Miller Comes Through on a Dangerous Day

By BILL PENNINGTON

KRASNAYA POLYANA, Russia - Rok Perko of Slovenia, the first racer in the final men’s downhill training run Saturday, crashed. The second racer, the American Marco Sullivan, lost control of his skis and, in the words of teammate Bode Miller, “almost killed himself.”

Four of the next 10 racers did not finish, and another four pulled up to survive safely. With an impenetrable sheen of ice coating the treacherous steeps and jumps of the downhill course at the Rosa Khutor Alpine Resort, it was an especially perilous day to be an Olympic ski racer.

Then out of the start house came Miller, who admitted later that, given the conditions, his primary goal for the day was self-preservation. But as Miller roared through the beginning of the course, reaching speeds of 90 mph, he decided he was enjoying himself too much to scale back his ambition.

Miller charged from turn to turn, tucked through the flats and soared over the jumps. Where others fell or turned their skis sideways to scrub speed in self-defense, Miller threw his hands forward to quicken the pace.

When he crossed the finish line, he was 0.66 seconds faster than the field. Aksel Lund Svindal, who came to Russia as the race favorite, was second and humbly conceded that Miller was the one to beat in the downhill competition Sunday.

“Is Bode the favorite?” Svindal said. “I think so. He’s been the best skier on the mountain. Me and maybe three other guys can beat him tomorrow. But we’ll see.”

If he were to claim the gold medal in the downhill, the 36-year-old Miller would be the oldest man to win an Olympic Alpine event. Kjetil Andre Aamodt was 34 when he won the super-G at the 2006 Turin Olympics.

On Saturday, Miller was not discussing his chances Sunday, but the persistent smile on his face spoke volumes about his confidence.

“I’d be mad at myself if I wasted an opportunity to have fun on this hill,” he said.

And he had a theory about the demanding 2.2-mile course.

“I don’t think you’re safer going slower,” he said. “You’re more likely to get hurt. It’s so fast and the snow is so hard, you have to be aggressive with it.”

Miller added a chilling comment: “If you’re not paying attention, this course will kill you.”

Miller was not kidding when he talked about how Sullivan had barely saved himself from disaster.

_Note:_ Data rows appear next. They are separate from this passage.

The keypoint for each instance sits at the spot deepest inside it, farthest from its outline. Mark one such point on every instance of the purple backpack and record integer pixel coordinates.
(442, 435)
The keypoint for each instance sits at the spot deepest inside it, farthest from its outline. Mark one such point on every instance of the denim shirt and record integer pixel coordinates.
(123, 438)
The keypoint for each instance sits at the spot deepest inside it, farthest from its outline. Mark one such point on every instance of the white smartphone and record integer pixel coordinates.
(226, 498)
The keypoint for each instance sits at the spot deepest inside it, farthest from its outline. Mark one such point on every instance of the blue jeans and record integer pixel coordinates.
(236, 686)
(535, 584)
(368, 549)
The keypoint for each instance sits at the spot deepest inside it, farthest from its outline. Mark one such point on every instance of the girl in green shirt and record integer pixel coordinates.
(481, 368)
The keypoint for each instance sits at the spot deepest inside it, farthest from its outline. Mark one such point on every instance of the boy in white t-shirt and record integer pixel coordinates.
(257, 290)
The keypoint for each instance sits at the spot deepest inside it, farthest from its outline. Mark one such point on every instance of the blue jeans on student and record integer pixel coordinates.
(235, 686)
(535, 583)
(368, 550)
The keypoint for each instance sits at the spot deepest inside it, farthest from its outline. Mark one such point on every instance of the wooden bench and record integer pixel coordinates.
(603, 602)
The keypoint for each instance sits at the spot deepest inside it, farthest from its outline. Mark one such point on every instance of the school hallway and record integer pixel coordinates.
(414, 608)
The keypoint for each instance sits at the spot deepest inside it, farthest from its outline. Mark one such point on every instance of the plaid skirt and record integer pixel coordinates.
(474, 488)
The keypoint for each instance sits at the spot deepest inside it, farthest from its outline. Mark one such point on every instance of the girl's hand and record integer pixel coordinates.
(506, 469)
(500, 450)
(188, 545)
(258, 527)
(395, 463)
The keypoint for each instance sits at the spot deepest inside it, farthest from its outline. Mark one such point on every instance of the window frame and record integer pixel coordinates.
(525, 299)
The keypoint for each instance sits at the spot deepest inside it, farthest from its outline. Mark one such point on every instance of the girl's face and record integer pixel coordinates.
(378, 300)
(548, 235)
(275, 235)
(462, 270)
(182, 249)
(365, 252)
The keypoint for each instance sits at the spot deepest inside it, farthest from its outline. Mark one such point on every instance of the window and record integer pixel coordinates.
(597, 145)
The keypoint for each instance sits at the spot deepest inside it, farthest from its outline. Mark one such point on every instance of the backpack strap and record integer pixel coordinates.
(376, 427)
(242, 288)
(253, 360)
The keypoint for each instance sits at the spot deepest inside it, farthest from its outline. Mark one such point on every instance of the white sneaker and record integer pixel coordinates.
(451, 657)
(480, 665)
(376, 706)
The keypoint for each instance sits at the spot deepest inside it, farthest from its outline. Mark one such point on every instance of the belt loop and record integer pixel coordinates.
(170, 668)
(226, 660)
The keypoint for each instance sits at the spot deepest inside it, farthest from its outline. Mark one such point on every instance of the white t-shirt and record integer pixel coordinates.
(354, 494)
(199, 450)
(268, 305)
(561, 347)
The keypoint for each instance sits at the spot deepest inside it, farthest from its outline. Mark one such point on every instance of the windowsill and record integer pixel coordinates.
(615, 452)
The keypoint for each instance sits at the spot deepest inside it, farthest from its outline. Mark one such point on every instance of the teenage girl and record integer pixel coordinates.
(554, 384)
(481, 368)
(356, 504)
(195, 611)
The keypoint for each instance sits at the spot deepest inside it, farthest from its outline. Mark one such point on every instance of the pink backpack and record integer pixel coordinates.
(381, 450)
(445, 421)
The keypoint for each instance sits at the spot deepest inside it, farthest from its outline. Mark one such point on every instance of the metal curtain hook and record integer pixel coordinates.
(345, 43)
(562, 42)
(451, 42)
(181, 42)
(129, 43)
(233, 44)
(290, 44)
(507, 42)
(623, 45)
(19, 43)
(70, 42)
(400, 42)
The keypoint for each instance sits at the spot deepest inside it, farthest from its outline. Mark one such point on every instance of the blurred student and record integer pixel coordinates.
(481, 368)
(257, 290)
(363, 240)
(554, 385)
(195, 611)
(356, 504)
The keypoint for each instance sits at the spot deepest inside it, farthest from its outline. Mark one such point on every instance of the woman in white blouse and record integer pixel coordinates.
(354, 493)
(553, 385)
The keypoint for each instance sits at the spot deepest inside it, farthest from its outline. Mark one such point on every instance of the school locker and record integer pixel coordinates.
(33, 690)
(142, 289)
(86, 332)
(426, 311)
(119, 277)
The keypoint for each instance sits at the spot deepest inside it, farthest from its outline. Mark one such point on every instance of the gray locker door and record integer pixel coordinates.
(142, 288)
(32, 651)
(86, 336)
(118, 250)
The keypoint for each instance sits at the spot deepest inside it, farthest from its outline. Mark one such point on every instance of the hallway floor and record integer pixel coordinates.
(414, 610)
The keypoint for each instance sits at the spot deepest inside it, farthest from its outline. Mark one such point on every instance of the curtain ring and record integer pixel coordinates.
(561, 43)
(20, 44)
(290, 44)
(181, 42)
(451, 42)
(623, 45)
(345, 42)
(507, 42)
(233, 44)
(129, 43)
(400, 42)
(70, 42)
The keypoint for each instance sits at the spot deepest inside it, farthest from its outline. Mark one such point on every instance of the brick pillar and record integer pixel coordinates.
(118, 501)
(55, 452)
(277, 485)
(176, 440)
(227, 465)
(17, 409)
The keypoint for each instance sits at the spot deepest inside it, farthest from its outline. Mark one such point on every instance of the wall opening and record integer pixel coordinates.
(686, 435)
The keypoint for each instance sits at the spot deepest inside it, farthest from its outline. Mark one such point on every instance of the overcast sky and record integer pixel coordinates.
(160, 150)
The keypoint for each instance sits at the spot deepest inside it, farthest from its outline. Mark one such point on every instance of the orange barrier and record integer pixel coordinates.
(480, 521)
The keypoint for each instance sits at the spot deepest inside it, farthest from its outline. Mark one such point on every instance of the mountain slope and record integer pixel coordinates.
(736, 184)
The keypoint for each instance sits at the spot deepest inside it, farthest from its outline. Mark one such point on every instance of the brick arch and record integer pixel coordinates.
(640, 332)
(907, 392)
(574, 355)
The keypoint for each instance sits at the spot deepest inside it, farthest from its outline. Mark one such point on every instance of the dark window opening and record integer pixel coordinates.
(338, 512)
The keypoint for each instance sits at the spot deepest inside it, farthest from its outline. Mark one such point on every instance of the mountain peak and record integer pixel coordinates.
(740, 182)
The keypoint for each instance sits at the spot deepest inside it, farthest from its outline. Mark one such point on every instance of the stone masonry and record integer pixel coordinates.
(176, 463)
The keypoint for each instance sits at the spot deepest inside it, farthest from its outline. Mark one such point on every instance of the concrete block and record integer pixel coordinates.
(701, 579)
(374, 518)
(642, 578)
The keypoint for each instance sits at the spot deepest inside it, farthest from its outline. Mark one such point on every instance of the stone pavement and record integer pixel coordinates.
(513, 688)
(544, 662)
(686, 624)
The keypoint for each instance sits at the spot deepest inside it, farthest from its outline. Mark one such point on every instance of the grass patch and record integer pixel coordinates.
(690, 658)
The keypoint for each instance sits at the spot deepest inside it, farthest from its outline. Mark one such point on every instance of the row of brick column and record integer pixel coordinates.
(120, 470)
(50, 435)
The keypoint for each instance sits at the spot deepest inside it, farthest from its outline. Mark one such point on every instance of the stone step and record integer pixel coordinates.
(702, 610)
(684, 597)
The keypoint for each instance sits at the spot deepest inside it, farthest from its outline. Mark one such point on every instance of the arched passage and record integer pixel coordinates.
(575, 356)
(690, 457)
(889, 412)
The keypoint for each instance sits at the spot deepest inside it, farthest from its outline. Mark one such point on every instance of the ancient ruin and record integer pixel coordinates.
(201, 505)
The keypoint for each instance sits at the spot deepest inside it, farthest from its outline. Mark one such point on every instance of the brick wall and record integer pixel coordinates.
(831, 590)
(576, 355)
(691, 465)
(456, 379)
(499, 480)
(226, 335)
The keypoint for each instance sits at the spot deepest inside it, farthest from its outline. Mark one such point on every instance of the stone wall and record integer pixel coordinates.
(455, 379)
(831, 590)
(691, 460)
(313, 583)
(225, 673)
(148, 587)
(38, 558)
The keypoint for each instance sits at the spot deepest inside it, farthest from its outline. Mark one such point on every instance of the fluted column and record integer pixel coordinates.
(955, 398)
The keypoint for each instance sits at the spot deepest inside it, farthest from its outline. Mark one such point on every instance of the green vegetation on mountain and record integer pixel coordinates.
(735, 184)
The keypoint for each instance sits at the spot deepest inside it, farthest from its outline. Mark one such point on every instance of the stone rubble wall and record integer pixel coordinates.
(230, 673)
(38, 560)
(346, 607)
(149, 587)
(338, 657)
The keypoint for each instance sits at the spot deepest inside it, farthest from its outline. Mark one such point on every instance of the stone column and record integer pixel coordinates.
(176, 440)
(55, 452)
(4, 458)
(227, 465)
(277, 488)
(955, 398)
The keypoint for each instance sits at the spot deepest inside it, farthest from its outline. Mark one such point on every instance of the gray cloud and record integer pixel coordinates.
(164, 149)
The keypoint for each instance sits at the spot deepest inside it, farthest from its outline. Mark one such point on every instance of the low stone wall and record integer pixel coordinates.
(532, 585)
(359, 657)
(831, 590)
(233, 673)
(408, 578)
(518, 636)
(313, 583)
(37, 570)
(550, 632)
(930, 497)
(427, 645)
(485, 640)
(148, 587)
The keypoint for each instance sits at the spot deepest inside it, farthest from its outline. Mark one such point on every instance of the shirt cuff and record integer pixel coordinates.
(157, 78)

“He almost killed himself,” Miller said. “If that crash doesn’t go just the way it went, he goes flying through the B-nets going 75 miles an hour straight into the trees. It looks innocuous there, but that is one of the worst spill zones on the course. This course has teeth everywhere.”

There are two kinds of netting used at the edges of racecourses to guard racers from obstacles alongside the trail. B-netting is generally used in sections that do not appear obviously dangerous. It is not usually reinforced, and while it would provide some protection, it might not impede a racer at top speed. A second kind of barrier is called A-netting and is used near the riskiest sections of the course. It is fortified to block racers from hitting ski towers, rocks or other dangerous mountain elements.

As Sullivan said later, “I was heading straight toward the B-nets, and you can blow through those pretty quickly. Luckily, I made the save.”

With his skis splitting and his body tilting backward, Sullivan skillfully and athletically righted himself and brought his skis together in time to avoid the nets and remain on course, although he slowed considerably and then coasted the rest of the way to the finish.

“The point is that you’ve got to watch yourself at all times,” he said with a snicker.

Svindal, the defending world champion in the downhill, who came second in the 2010 Olympic downhill, said the course was relentlessly challenging.

“But we’re supposed to be the best skiers in the world, so we’re supposed to be able to handle it,” Svindal said. "It will identify the best. It’s difficult not just for its mix of speeds and jumps but because of how rattly it is into the jumps. You can’t get comfortable.

“It’s a constant pull and tug - be aggressive, be smart, be aggressive, be smart. You’re like that for two minutes.”

Svindal smiled.

“It should be a great race to watch tomorrow,” he said.